"You killed my brother! You killed my brother!" the little boy screamed.
Linda Fahey, driving home to Little Canada from a party in Richfield on a cold, dark night last December, had just hit 7-year-old Jacob Austin as he, his two brothers and a friend walked along Labore Road in Little Canada.
Jacob died two days later. The others escaped serious injury.
Those facts were laid out Monday at Fahey's trial in Ramsey County District Court on misdemeanor charges of careless driving. Fahey waived her right to a jury trial, and Chief District Judge Kathleen Gearin will decide the verdict.
Fahey, 60, had been charged with criminal vehicular homicide in the Dec. 8 accident, but that was dismissed after a grand jury failed to indict her on the felony.
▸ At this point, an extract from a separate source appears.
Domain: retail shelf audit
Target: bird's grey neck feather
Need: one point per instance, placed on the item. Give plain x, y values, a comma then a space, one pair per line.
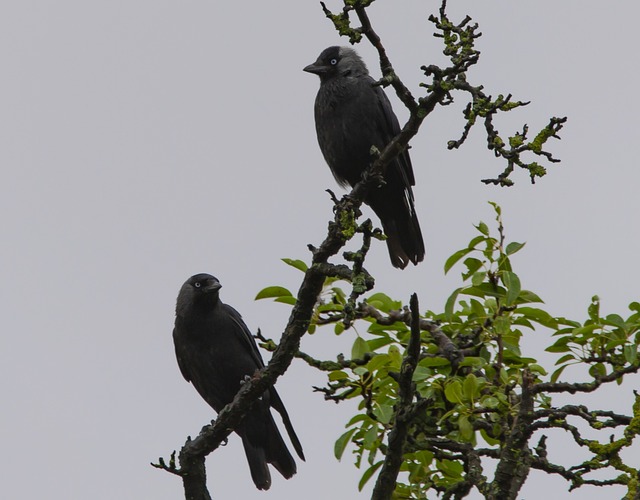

Assistant County Attorney David Hunt said in his opening statement that Fahey drove on the road's shoulder about 40 feet before striking the boys. The street was dry, but her tracks could be seen in the snow on the shoulder, he said.
Hunt rested without calling witnesses, saying the state's case was laid out in the grand jury testimony. That testimony was introduced into evidence but has yet to be made public.
Defense attorney Mark Gehan said in his opening statement that the evidence is not clear "in any fashion" that Fahey had crossed onto the shoulder until she pulled over. The scene was "hopelessly contaminated by the multiplicity of vehicles" that responded to the accident, he said.